By itself, this paragraph is an amazing affirmation for many churches and challenge for many others.  In the last year, there have been some who have tried to suggest that any faith-based social justice work is an expression of something in opposition to a faithful life. 

Many of us may have heard—from some of those we know and love in our churches—the fear that, if we become involved in social justice work, our church-life will some how fall apart. 

There are even the wagging fingers of some who suggest that the church or a pastor has no right to speak up around issues of injustice, inequality and violence.  This piece suggests that social justice work isn’t simply important but a vital part of a church’s health. 

The second paragraph is from an article by Joshua Goldstein in an article from Foreign Policy Magazine titled, “Think Again: War;”

“…the last decade has seen fewer war deaths than any decade in the past 100 years, based on data compiled by researchers Bethany Lacina and Nils Petter Gleditsch of the Peace Research Institute Oslo. Worldwide, deaths caused directly by war-related violence in the new century have averaged about 55,000 per year, just over half of what they were in the 1990s (100,000 a year), a third of what they were during the Cold War (180,000 a year from 1950 to 1989), and a hundredth of what they were in World War II. If you factor in the growing global population, which has nearly quadrupled in the last century, the decrease is even sharper. Far from being an age of killer anarchy, the 20 years since the Cold War ended have been an era of rapid progress toward peace.”

This article ends with these words:

Similarly rapid shifts in norms preceded the ends of slavery and colonialism, two other scourges that were once also considered permanent features of civilization.
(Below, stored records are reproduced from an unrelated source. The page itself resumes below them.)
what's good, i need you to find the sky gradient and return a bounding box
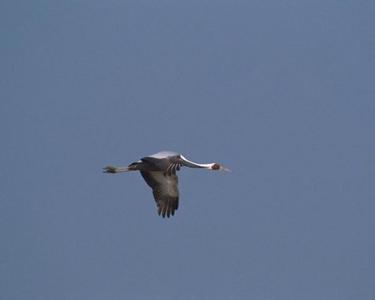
[1,1,375,299]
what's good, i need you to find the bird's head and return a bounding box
[211,163,231,172]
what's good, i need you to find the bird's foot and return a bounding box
[103,166,118,173]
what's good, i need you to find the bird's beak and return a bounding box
[221,166,231,172]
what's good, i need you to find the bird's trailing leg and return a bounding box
[103,161,142,174]
[103,165,130,173]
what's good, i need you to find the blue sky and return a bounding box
[1,1,375,299]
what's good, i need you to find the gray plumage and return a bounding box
[103,151,229,218]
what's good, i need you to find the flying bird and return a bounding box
[103,151,229,218]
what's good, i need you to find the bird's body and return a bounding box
[103,151,229,218]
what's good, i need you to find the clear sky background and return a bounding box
[1,1,375,299]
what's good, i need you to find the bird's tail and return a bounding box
[103,165,130,173]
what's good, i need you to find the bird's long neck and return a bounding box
[180,155,215,169]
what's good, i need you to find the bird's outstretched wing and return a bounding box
[140,171,179,218]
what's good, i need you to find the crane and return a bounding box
[103,151,229,218]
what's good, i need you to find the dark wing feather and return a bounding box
[140,171,179,218]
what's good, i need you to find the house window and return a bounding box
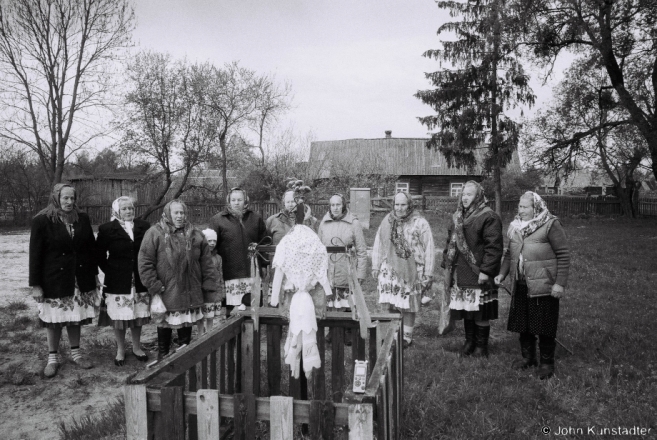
[450,182,463,197]
[396,182,409,193]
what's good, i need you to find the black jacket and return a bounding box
[208,209,268,280]
[95,219,150,295]
[29,212,98,299]
[443,208,503,288]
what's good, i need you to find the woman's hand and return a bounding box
[371,270,379,280]
[551,284,565,298]
[478,272,490,286]
[31,286,44,303]
[494,274,505,285]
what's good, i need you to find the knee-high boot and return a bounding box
[512,333,537,369]
[472,324,490,358]
[157,327,172,360]
[461,319,476,356]
[177,326,193,347]
[537,335,556,379]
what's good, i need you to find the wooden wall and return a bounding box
[397,175,483,197]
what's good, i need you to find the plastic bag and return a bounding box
[150,293,167,324]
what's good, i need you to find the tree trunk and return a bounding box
[614,184,638,218]
[219,133,228,199]
[490,2,502,217]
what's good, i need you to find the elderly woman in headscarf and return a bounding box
[209,188,268,312]
[495,192,570,379]
[443,181,503,358]
[29,183,101,377]
[372,192,435,348]
[266,186,318,246]
[95,196,151,366]
[138,199,217,359]
[199,228,225,333]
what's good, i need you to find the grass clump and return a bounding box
[59,398,125,440]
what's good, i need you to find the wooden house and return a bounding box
[537,170,615,196]
[68,173,158,205]
[308,131,520,197]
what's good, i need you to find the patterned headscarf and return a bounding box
[328,193,348,221]
[445,181,490,271]
[508,192,556,239]
[111,196,135,240]
[389,192,415,258]
[35,183,80,224]
[158,199,195,292]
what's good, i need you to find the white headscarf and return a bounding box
[202,228,217,241]
[111,196,135,240]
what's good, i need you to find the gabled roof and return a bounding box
[542,170,614,187]
[308,137,520,177]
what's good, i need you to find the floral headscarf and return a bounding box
[444,181,490,272]
[508,192,556,239]
[389,192,415,258]
[35,183,80,224]
[158,199,195,292]
[111,196,135,239]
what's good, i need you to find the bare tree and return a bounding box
[0,0,135,185]
[120,52,218,219]
[204,61,264,196]
[250,75,293,166]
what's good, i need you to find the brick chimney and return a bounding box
[385,130,392,138]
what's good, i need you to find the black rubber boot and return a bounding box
[512,333,538,369]
[157,327,172,360]
[460,319,476,357]
[176,326,193,347]
[537,335,556,379]
[472,324,490,358]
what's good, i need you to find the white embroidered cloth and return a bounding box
[271,225,331,377]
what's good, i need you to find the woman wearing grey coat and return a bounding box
[138,199,217,359]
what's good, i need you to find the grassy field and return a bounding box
[2,213,657,439]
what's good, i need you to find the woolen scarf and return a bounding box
[508,192,556,239]
[445,181,491,273]
[328,193,348,222]
[35,183,81,225]
[158,200,195,293]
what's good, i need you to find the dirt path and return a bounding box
[0,231,156,439]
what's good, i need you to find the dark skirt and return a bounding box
[507,282,560,338]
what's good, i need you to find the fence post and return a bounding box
[348,403,373,440]
[196,389,221,440]
[125,385,149,440]
[270,396,294,440]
So don’t be surprised if the end of war, too, becomes downright thinkable.”

Whereas the first piece names some logical reasons for churches to be involved in social justice work, this article names the moral imperative. 
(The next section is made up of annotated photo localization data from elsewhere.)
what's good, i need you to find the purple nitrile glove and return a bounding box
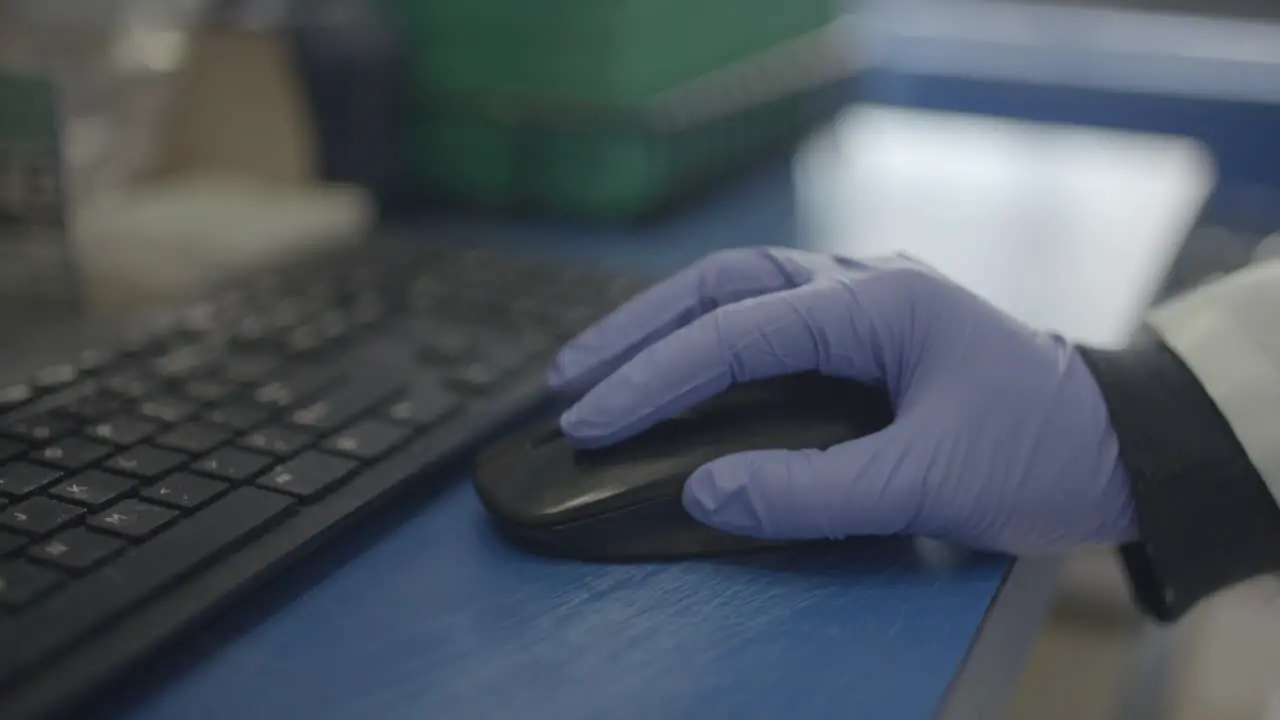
[546,247,1136,555]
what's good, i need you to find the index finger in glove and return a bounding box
[560,280,893,447]
[547,247,818,395]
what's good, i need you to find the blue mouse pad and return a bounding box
[104,481,1010,720]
I confess that there have been many days that I have gone home under a cloud of futility convinced that working for a better world was a quixotic, useless, hopeless effort.  This article has turned that on its head. 

I find myself more excited and willing to do this work, now, than I have for a long time. 

It ends up that it was never naïve to believe things could get better.  It was naïve to believe those who said things couldn’t get better. 

If churches don’t continue to be part of this good work, we are not just abandoning a “program,” we are denying God’s redemptive presence among us and God’s call to us to be part of that movement.

The church being involved in the work of social justice is no small, easily dismissed thing.  It is this faithful work that means life for the church and hope for the world.